Mozilla Firefox wallpaperIn the coming month, Mozilla will outlaw advertisers’ practice of measuring flash ads’ popularity by using Flash. Starting August, the company will block this type of flash content and replace it with HTML content.

Advertisers are advised to use the HTML-based Intersection Observer API when they want to assess the impact of their advertising efforts.

However, the company will not stop here and will add more bits of Flash content unnecessarily running in the background on the list. The firm noted that the blocked content makes no difference to user experience as it is invisible on most devices.

On the other hand, users will notice that their browser drains less life from their mobile devices.

Furthermore, starting next year, the tech company will ensure that the browser gets users’ approval to play specific Flash content. The new feature will prevent content from playing by default and consume user’s bandwidth.

As a result, websites that are still heavily relying on Flash to stream their videos or games are asked to make the transition to HTML “as soon as possible.” Firefox is compatible with other technologies for video playback including Adobe Primetime and Google Widevine.

Mozilla’s latest move is part of a larger plan to get rid the Internet of browser plugins and make browsers less vulnerable to cyber attacks. Cyber security experts have often cautioned that plugins designed for Adobe Flash make browsers less secure and stable.

Plugins are not only linked to crashes but also to performance issues. HTML 5 is currently the best alternative to Flash technology on the market. Plus, Firefox has a long history of replacing plugins with Web APIs. The browser now tries to replace faulty plugins in various technologies including 3-D graphics, video streaming, audio and video playback, webcamera access, WebSocket networking and so on.

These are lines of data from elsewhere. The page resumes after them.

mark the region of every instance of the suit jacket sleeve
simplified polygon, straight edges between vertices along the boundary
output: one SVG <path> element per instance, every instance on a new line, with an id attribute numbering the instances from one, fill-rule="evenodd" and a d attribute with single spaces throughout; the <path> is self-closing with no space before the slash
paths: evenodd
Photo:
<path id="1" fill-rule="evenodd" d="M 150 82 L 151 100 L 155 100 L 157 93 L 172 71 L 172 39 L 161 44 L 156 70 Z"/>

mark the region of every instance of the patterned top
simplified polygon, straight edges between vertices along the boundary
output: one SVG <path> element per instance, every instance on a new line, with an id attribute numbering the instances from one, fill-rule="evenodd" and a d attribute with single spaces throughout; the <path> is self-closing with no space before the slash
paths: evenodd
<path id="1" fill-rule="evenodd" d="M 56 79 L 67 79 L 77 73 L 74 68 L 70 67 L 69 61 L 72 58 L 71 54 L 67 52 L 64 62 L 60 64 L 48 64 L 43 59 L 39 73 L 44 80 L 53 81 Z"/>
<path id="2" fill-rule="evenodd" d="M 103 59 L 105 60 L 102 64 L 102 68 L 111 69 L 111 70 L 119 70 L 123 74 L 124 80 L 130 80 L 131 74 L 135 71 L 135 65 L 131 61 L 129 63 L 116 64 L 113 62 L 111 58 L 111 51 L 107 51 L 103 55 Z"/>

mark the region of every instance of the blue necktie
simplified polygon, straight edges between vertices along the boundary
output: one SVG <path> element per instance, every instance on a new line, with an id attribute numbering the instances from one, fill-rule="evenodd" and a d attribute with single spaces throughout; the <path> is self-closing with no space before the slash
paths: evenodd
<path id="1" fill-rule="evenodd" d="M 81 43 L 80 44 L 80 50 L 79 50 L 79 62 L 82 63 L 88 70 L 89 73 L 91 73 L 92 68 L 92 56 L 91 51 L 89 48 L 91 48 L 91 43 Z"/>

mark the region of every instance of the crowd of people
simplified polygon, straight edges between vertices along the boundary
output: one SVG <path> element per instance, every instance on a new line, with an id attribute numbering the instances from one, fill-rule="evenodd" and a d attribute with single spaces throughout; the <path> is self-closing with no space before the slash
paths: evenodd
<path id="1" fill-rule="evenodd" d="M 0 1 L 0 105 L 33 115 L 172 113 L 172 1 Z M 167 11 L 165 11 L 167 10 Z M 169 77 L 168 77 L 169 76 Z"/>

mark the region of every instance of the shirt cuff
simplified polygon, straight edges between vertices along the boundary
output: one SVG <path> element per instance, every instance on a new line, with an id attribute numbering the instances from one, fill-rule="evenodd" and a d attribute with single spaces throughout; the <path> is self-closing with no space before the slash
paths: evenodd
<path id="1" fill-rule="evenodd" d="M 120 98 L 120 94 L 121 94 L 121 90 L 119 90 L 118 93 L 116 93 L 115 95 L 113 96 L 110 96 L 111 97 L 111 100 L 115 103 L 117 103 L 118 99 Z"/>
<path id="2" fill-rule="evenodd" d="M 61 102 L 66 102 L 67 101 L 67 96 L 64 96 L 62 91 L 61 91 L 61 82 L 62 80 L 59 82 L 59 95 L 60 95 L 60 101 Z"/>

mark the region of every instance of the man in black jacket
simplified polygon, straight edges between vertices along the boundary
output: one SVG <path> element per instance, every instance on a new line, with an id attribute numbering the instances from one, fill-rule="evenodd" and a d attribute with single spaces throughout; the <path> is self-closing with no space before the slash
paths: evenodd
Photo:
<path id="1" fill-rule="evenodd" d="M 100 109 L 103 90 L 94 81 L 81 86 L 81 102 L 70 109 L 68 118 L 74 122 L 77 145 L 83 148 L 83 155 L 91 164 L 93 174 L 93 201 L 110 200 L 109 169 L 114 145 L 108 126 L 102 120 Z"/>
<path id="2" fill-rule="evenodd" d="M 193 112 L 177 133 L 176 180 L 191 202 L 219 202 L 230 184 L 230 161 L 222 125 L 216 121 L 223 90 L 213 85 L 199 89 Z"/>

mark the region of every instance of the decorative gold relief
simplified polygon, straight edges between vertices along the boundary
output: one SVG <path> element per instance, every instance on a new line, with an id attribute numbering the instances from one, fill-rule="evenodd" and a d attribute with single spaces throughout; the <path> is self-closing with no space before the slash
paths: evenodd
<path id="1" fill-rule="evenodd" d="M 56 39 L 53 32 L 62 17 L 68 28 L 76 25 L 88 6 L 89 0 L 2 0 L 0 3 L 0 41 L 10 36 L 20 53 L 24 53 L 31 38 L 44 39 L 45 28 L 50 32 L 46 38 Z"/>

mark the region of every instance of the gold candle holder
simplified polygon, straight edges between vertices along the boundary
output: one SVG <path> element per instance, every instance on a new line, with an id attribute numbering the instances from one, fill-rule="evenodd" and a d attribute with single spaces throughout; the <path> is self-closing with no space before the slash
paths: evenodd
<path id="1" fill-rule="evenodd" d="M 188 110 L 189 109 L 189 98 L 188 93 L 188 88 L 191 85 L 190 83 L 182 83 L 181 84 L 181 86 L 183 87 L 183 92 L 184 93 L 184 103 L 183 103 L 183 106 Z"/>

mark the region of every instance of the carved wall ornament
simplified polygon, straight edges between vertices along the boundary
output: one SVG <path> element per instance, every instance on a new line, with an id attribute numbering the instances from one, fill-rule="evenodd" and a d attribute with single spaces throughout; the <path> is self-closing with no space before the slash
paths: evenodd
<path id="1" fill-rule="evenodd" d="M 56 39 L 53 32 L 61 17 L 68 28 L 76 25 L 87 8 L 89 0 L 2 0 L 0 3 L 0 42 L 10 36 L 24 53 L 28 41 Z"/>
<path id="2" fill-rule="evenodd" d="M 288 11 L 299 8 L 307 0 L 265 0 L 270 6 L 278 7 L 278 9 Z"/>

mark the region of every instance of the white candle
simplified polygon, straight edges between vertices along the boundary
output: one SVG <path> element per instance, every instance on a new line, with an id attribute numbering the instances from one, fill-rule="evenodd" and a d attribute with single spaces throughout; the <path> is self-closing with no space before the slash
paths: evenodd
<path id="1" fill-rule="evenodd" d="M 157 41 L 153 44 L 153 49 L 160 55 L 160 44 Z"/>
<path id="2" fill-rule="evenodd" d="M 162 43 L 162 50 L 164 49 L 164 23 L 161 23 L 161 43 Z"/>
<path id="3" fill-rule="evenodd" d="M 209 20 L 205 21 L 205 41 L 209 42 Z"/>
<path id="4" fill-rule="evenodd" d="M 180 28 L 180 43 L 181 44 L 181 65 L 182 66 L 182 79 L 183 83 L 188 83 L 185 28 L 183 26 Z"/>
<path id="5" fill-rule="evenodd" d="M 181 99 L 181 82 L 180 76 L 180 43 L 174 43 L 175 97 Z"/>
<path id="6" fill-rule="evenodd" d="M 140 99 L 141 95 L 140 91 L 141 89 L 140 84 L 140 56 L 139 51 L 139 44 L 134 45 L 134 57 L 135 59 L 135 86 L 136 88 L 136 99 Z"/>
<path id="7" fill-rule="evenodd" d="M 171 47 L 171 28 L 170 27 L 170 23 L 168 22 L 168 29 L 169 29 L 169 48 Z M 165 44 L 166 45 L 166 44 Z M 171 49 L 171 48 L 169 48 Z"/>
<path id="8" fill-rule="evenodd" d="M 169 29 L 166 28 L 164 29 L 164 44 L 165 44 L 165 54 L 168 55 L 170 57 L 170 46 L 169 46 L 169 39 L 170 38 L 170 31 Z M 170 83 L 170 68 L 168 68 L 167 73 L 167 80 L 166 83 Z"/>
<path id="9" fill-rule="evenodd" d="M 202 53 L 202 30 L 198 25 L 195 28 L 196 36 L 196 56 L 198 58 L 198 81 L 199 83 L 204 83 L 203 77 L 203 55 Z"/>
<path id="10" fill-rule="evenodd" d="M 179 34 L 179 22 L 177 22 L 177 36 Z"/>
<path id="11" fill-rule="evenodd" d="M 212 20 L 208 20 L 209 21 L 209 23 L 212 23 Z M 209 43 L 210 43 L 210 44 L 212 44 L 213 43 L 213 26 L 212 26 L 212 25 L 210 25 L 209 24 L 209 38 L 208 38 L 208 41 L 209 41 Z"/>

Mozilla noted that the browser crashes less often now that more sites have switched to HTML 5 and ditched Flash. According to a recent report, Firefox’s crash rate stalled when YouTube began using HTML 5 instead of Flash in video playback. And crash rate dropped after Facebook made a similar move on its social media platform.

The company promised to cooperate with Adobe to create a more stable Flash until the technology is fully passed out. The company announced that Flash would be still accessible through a separate browser plugin when the company will no longer support NPAPI plugins next spring.